Erst nach langer Zeit erklang Lan WangJis Stimme wieder, etwas heiser. Das erste Wort schien zu zittern: „Ständig wach?“

Wen Ning, „Zwei Nächte und ein Tag lang. Ständig wach.“

Lan WangJi, „Wie standen die Chancen?“

Wen Ning, „Etwa die Hälfte.“

Die Hälfte.“

Lautlos holte Lan WangJi tief Luft. Dann schüttelte er den Kopf und wiederholte: „....die Hälfte.“

Er zog den Arm, den er um Wei WuXians Schultern gelegt hatte, fester an sich. Seine Knöchel wurden bereits weiß.

Wen Ning, „Schließlich hatte es in der Vergangenheit noch nie jemand versucht, den goldenen Kern zu übertragen. Obwohl meine Schwester einen Aufsatz über Kerntransfer geschrieben hatte, hatte sie nur einige Vermutungen angestellt. Niemand würde sie an sich experimentieren lassen, also blieben die Vermutungen Vermutungen. Alle Senioren sagten, dass sie ihrer Fantasie freien Lauf gelassen hätte. Außerdem war es eher unrealistisch. Jeder wusste, dass niemand bereitwillig seinen goldenen Kern jemand anderem geben würde, denn wenn das wirklich geschehen würde, dann würde man selbst völlig nutzlos werden, und nie mehr in der Lage sein, den Gipfel zu erreichen oder überhaupt irgendwo im Leben hinzugehen. Als der junge Meister Wei zum ersten Mal zu uns kam, weigerte sich meine Schwester, es zu tun. Sie warnte ihn, dass der Artikel und die eigentliche Durchführung des Experiments zwei verschiedene Dinge seien. Sie war nicht einmal halbwegs zuversichtlich. Aber der junge Meister Wei hat sie immer wieder belästigt. Er sagte, dass die Hälfte auch in Ordnung sei. Es bestand die gleiche Chance auf Erfolg und Misserfolg. Wenn sein Kern ruiniert wäre, würde er es irgendwie schaffen, weiter zu leben, aber bei Sektenführer Jiang läge der Fall anders. Er war zu getrieben. Er legte zu viel Wert auf dieses Thema. Die Kultivierung war sein Leben. Wenn Sektenführer Jiang nur ein gewöhnlicher Mensch sein könnte, der nicht mehr in der Lage wäre, irgendetwas in seinem Leben zu erreichen, dann wäre das gleichzusetzen gewesen, als wäre sein ganzes Leben vorbei.“

Lan WangJi sah nach unten. Seine hellen Augen starrten auf Wei WuXians Gesicht, während er seine Hand ausstreckte. Am Ende streichelte er fast unbemerkt nur mit den Fingerspitzen über Wei WuXians Wange. Wen Ning drehte sich um. Er konnte nicht anders, als zu fragen: „Junger Meister Lan, du scheinst darüber nicht allzu überrascht zu sein. Hast du.... Wusstest du auch davon?“

„…“

Lan WangJi schaffte es schließlich zu antworten: „Ich wusste nur, dass seine spirituellen Kräfte irgendwie beeinträchtigt waren.“

Aber zu denken, dass dies die Wahrheit war...

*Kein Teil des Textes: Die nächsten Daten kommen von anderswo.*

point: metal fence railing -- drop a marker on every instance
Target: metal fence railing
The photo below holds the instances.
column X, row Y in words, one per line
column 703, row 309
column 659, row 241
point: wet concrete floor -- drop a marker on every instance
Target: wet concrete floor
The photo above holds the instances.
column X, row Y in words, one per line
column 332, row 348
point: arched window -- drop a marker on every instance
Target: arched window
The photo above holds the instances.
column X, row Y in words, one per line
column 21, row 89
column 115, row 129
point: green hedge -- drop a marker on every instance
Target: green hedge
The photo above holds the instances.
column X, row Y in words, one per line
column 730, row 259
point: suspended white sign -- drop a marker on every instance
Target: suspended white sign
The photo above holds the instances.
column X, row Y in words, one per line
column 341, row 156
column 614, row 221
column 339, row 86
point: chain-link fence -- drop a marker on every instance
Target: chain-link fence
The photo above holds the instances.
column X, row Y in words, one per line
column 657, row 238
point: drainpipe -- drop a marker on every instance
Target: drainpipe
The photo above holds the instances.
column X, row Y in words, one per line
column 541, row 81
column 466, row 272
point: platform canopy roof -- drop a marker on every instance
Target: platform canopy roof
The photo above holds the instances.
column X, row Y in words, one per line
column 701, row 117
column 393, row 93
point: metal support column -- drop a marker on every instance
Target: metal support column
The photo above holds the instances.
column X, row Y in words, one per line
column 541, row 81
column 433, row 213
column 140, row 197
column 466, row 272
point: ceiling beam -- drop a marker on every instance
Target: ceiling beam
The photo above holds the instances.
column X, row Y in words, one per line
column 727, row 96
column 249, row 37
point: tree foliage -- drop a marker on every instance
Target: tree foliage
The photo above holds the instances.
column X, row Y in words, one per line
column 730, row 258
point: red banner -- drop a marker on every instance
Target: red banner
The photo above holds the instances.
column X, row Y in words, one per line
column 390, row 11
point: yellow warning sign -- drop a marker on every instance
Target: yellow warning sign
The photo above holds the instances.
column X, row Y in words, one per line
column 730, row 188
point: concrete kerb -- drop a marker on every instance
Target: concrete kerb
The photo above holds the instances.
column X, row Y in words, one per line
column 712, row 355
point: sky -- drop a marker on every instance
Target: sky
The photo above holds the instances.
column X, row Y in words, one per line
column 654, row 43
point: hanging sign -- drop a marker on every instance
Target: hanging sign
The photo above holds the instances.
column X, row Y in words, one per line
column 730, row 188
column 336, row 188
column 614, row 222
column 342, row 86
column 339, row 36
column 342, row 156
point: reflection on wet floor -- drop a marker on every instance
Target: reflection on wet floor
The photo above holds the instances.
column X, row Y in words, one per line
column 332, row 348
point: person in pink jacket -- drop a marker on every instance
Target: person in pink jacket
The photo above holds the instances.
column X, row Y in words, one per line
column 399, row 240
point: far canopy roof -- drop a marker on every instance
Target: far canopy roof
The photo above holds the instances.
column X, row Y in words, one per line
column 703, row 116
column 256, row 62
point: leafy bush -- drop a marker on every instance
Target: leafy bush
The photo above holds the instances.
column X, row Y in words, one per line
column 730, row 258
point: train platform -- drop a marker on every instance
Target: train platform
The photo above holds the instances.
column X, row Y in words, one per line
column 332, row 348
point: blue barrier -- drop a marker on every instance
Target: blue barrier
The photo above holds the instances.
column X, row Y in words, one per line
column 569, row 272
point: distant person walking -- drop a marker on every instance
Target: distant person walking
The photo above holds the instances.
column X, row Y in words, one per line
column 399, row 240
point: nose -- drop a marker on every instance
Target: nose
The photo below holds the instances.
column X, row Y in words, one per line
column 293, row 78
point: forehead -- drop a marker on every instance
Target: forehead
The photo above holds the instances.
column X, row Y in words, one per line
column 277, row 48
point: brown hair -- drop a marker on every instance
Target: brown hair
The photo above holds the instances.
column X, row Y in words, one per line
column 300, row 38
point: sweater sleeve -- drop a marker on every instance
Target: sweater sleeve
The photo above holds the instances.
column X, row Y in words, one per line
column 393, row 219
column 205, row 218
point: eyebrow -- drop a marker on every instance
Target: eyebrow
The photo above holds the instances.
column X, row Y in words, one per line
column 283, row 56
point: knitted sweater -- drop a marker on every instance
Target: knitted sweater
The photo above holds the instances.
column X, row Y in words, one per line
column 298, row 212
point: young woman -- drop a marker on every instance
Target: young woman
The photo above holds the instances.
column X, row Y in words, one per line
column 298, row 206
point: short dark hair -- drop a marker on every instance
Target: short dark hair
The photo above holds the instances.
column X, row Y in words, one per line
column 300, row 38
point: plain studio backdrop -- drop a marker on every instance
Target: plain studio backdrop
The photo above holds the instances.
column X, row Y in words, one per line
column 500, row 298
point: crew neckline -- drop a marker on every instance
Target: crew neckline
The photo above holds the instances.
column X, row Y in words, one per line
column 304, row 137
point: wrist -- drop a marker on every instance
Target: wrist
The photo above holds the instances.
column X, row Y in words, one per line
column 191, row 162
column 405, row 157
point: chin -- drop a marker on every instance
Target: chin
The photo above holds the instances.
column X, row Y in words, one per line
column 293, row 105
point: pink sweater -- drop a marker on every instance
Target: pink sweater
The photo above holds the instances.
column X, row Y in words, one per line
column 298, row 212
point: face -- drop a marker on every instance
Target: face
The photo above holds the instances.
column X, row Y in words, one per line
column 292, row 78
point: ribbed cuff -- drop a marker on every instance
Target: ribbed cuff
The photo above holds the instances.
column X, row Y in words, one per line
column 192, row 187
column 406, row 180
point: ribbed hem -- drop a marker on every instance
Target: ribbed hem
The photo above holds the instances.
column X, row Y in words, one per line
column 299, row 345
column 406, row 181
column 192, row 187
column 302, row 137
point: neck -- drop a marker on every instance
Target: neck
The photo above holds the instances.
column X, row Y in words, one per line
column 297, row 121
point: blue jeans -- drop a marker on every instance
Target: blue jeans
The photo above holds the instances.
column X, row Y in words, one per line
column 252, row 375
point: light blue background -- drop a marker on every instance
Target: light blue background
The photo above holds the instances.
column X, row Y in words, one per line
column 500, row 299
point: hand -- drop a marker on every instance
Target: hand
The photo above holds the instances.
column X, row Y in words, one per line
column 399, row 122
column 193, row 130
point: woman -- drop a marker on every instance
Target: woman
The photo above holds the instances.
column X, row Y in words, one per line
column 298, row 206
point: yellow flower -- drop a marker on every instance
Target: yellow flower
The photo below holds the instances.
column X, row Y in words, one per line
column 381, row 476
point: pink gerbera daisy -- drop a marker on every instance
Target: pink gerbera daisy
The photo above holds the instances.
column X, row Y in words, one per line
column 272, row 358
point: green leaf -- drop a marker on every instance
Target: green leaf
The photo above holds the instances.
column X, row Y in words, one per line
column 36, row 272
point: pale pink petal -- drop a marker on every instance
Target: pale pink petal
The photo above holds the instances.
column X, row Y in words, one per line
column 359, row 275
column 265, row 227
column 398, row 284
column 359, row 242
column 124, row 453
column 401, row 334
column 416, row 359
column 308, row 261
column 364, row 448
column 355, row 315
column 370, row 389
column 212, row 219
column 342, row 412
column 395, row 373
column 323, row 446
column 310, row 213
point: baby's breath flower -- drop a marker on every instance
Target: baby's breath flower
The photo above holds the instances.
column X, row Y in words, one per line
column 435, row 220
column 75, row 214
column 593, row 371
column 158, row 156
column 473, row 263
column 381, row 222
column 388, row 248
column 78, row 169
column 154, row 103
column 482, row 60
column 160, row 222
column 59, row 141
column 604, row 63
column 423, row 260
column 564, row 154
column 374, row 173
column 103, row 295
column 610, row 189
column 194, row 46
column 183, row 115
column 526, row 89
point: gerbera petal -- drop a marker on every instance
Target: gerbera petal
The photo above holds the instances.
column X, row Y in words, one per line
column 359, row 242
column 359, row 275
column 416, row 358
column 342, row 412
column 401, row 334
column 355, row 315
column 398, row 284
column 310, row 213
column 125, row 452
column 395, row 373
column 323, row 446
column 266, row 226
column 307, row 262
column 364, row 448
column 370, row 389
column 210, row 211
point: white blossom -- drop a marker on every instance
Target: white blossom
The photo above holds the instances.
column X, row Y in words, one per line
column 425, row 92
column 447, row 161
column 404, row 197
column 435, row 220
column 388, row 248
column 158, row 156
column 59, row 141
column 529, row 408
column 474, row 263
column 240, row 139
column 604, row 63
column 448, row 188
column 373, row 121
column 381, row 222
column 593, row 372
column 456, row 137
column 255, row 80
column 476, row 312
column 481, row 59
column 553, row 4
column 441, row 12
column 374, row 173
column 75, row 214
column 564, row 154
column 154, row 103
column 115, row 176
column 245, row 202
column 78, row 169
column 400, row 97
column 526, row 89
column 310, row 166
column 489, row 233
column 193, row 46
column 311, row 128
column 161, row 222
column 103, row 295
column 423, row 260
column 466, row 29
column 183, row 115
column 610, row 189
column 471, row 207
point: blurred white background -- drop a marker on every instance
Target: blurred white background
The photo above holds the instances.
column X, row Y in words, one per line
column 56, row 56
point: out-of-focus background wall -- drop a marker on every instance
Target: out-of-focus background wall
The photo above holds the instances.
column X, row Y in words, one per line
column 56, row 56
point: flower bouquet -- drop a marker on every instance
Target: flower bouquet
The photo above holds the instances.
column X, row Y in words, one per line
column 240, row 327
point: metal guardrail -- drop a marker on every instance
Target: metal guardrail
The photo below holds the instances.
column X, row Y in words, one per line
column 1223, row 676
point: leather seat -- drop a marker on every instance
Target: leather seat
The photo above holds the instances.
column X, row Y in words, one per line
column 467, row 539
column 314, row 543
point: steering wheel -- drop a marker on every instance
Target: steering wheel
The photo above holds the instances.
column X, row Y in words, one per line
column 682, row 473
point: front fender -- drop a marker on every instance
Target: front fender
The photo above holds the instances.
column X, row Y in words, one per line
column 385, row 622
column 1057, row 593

Wen Ning, „Wenn das nicht gewesen wäre....“

Wenn das nicht gewesen wäre, hätte es da einen zweiten Weg, auf dem man hätte gehen können, gegeben?

In diesem Moment bewegte sich der Kopf, der sich gegen Lan WangJis Schulter gelehnt hatte, leicht. Wei WuXians Wimpern zitterten, während er langsam erwachte.